Evran'ın boğazını temizlemesiyle ona döndüm. Yalandan olduğu Deniz'e attığı uyarıcı bakışlardan belliydi. Ya bu kızla tıpkı Asel ve benim gibi bir ilişkisi vardı ya da ona bir şeyler hissediyordu. Sevgili olmadıkları Deniz'in bu kadar rahat olmasından belliydi. Aralarında bir şeyler olma ihtimalini Asel için istesem de bu fikrin beni rahatsız ettiğini hissettim. Düşünmemek en iyisiydi belki de.

Kafede geçirdiğimiz iki saatin ardından çoğumuz ayrılmak için kalkmıştık. Tüm akşam Evran ile konuşmaktan kaçınmış, sinirle Asel'i küçük düşürecek laflar etmekten korkmuştum. Deniz ise tam bir muammaydı. Başkalarıyla muhabbet ederken bile birbirimize laf sokmuş, birbirimizle uğraşmadan duramamıştık. Çok enerjik ve neşeli biriydi benim aksime. Şaka yollu kendini övmesi ve kendine güvenmesi aynaya bakıyormuşum gibi hissettirse de bilmediğim düşüncelere ve hislere doğru ilerlemek beni ürküttü.

"Taksiyle geldim, beni de geçerken atsana." Alper ile konuşurken Evran'ın, "İstersen biz bırakalım," demesiyle ona döndüm. "Yolumuzun üstü zaten."

"Gerek yok."

"Hem bundan önce yaptıkların için teşekkür etmiş olurum Gece."

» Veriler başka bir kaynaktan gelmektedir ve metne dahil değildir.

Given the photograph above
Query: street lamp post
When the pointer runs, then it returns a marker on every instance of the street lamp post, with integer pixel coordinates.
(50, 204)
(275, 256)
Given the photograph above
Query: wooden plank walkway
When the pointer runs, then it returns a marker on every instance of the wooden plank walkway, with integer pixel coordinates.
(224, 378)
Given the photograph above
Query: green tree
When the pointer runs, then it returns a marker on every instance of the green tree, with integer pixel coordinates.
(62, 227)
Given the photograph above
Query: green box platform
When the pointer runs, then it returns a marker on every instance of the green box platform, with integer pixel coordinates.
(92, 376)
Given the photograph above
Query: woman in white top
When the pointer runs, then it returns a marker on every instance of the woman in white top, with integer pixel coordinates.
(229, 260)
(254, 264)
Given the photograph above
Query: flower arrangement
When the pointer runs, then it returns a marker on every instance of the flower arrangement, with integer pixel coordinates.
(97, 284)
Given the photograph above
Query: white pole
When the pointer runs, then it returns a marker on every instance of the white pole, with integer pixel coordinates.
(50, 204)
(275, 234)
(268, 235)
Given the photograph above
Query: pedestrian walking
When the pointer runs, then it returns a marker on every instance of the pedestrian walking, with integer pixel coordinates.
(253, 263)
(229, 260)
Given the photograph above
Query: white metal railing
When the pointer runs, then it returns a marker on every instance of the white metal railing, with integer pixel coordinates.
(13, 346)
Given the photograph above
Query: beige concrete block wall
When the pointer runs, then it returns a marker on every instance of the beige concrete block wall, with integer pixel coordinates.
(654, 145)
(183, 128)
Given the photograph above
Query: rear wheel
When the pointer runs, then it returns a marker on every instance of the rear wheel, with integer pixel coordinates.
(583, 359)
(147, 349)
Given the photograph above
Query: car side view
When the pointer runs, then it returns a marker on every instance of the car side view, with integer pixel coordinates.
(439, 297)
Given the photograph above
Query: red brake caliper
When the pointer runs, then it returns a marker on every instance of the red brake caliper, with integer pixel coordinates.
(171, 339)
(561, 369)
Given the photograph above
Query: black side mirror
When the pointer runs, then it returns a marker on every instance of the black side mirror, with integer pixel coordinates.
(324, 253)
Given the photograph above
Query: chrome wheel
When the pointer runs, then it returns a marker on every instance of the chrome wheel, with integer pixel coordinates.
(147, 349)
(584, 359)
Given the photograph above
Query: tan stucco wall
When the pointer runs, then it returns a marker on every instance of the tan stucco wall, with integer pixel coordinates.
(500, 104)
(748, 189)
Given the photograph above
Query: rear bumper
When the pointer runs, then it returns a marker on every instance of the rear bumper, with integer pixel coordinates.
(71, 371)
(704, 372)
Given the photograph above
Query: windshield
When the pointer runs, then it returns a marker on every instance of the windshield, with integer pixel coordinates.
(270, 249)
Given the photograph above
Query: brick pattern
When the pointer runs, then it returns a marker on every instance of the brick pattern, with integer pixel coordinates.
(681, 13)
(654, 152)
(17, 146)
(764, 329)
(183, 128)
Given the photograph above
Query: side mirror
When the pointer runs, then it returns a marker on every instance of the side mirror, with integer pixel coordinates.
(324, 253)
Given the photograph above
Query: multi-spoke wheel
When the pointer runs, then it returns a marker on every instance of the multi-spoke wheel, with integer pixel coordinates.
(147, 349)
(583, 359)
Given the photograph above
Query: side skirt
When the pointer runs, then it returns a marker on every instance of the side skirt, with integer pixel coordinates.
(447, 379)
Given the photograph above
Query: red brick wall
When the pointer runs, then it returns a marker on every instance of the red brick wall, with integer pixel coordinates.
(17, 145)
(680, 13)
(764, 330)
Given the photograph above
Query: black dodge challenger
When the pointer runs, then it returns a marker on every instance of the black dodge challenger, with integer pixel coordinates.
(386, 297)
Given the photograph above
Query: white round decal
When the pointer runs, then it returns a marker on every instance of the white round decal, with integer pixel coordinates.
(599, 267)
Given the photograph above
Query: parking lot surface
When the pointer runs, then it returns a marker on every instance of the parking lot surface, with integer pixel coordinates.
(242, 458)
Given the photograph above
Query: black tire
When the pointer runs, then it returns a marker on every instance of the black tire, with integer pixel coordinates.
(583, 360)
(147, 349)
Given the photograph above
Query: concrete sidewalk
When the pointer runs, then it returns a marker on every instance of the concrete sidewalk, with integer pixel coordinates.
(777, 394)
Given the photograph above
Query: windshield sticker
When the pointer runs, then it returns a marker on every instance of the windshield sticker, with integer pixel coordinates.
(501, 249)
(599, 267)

"İstemez." Sert çıkışım hepsini şaşırtsa da Evran tebessüm etti. Bu tavrı beklenmedik olsa da bir şey söylemeyip Alper'in koluna vurarak, "Hadi gidelim," dedim. Deniz'in çatılmış kaşlarını umursamayıp Evran'a bir kez daha baktım. Ya ne için sinirli olduğumu biliyordu ya da delinin tekiydi.